The content created by text-to-video applications is still basic, noted Greg Sterling, co-founder of Near Media, a news, commentary and analysis website.
“But text-to-video has the potential to be disruptive in the sense that we’ll see a lot more video content generated for little or almost no cost,” he told TechNewsWorld.
“The quality and effectiveness of that video is a different matter,” he continued. “But I suspect some of it will be decent.”
Explainers and basic how-to information are good candidates for text-to-video, he said.
“I could imagine that some agencies would use this to create videos for SMBs to use on their sites or YouTube for ranking purposes,” he said.
“It won’t do well – at least at first – on any branded content,” he continued. “Social media content is another use case. You’ll see creators on YouTube use it to drive up the volume to generate views and ad revenue.
not fooled by deepfakes
As was discovered with ChatGPT, there are potential dangers to a technology like text-to-video.

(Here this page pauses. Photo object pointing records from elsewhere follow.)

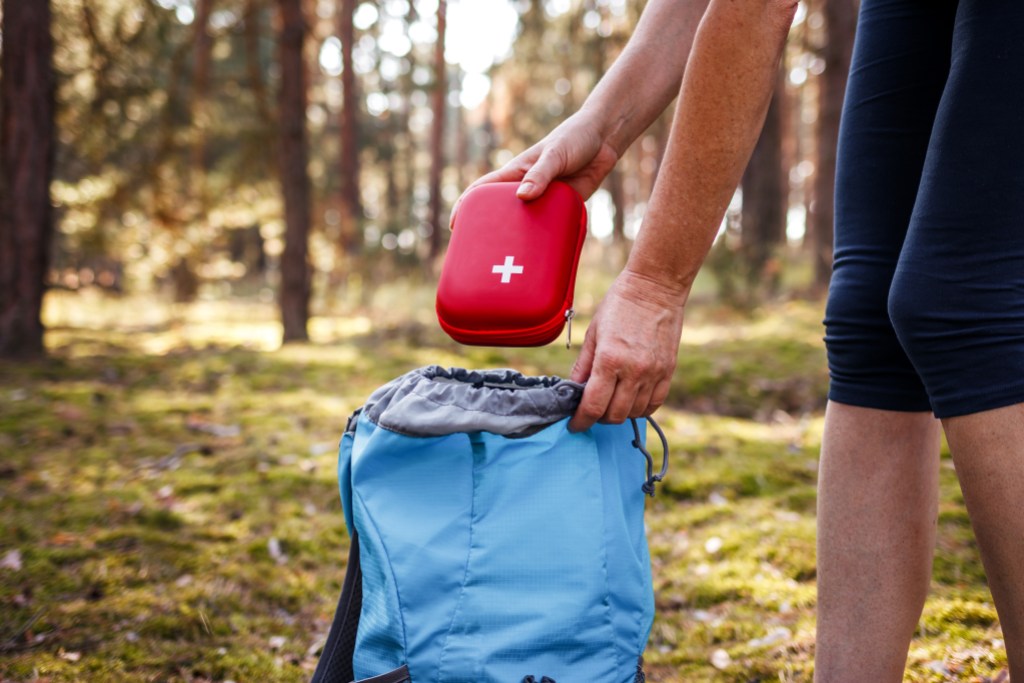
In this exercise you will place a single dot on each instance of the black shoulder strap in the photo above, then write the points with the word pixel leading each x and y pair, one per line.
pixel 336 662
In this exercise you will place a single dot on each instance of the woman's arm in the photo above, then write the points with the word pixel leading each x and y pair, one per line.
pixel 634 92
pixel 631 347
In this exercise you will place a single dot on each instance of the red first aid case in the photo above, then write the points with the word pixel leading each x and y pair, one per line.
pixel 510 268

“The most dangerous use cases, like all such tools, are garden-variety scams that target people with relatives or particularly vulnerable individuals or institutions,” said the Cato Institute, a policy think tank in Washington, DC. analyst Will Duffield said. ,
Duffield, however, discounted the idea of using text-to-video to create effective “deepfakes”.
“When we have seen well-resourced attacks, such as the Russian deepfakes Zelensky surrendered last year, they fail because there is enough context and expectation in the world to dismiss the fake,” he explained.
“We have very well defined notions of who public figures are, what they are about, what we can expect them to do,” he continued. “So, when we see that their media is behaving in a way that is unusual, that is not in line with those expectations, we are likely to be very critical or skeptical about it.”